Kenya’s manufacturing sector is losing ground in the economy, raising concerns among lawmakers about weakening industrial growth and the country’s ability to expand exports and create jobs.

A report by the National Assembly’s Budget and Appropriations Committee reviewing the 2026/27 Budget Policy Statement shows the sector’s contribution to gross domestic product has been steadily shrinking in recent years.

“The Committee confirmed manufacturing has continuously declined from approximately 8 percent in 2022 to 6.5 percent by 2025,” the report states, highlighting a sustained erosion of the sector’s economic weight.

The decline places manufacturing well below the levels needed to drive structural economic transformation. The sector has long been viewed as central to job creation, export diversification and reducing dependence on raw commodity exports.

Separate data from the Economic Survey 2025 shows manufacturing accounted for about 7.2 percent of GDP in 2024, a sharp fall from nearly 12 percent recorded about a decade earlier.

World Bank estimates place the sector’s share at roughly 7.6 percent in 2023, also below the global manufacturing average of about 12 percent, underscoring Kenya’s prolonged industrial stagnation.

Although manufacturing output expanded by about 4.4 percent in 2024, analysts say the growth remains modest and vulnerable to high production costs, policy uncertainty and limited private investment.

Members of Parliament say the sector’s performance continues to trail overall economic growth, partly due to weak value-chain linkages, limited value addition and structural bottlenecks affecting industrial competitiveness.

The committee also warns that Kenya’s export structure remains heavily concentrated in primary agricultural commodities such as tea, coffee and horticulture products.

“The deficit widened from -1.1 percent of GDP in the third quarter of 2024 to -3.2 percent in the third quarter of 2025, reflecting stronger import demand relative to export growth,” the committee report states.

Trade data cited in the review shows export earnings declined during the first half of 2025, widening the country’s trade deficit to about Sh783.91 billion.

While tourism receipts and diaspora remittances continue to support foreign exchange inflows, lawmakers note that these inflows are insufficient to offset the widening merchandise trade imbalance.

Global assessments by the United Nations Conference on Trade and Development classify Kenya among commodity-dependent economies, where reliance on raw exports often slows industrial development and domestic value addition.

“The Committee observed that the share of manufacturing in GDP has been on a declining trend, which raises further concern about the realism of the current policy frameworks,” the report states.

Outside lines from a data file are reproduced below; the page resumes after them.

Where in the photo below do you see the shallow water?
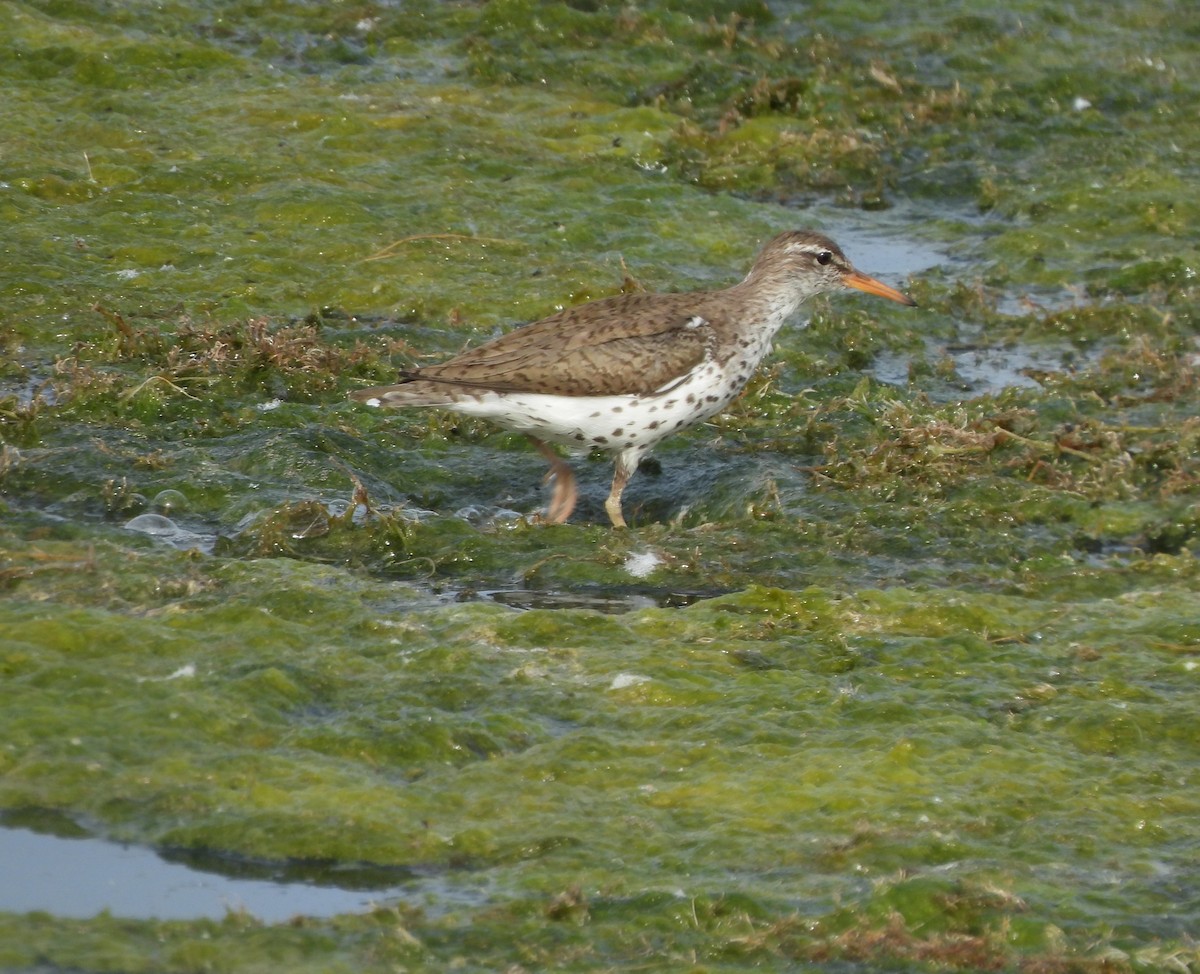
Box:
[0,828,410,924]
[0,0,1200,972]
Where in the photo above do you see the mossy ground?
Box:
[0,0,1200,972]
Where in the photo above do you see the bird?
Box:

Lawmakers say reversing the decline will require deeper structural reforms, including stronger industrial policy, lower energy costs, improved logistics and predictable taxation to attract investment into domestic manufacturing.

The committee also recommends expanding agro-processing, strengthening industrial parks and building local supply chains to reduce reliance on imports.

Without sustained reforms, Parliament warns the weakening manufacturing base could slow job creation and undermine Kenya’s long-term economic transformation plans under Vision 2030 and the Bottom-Up Economic Transformation Agenda.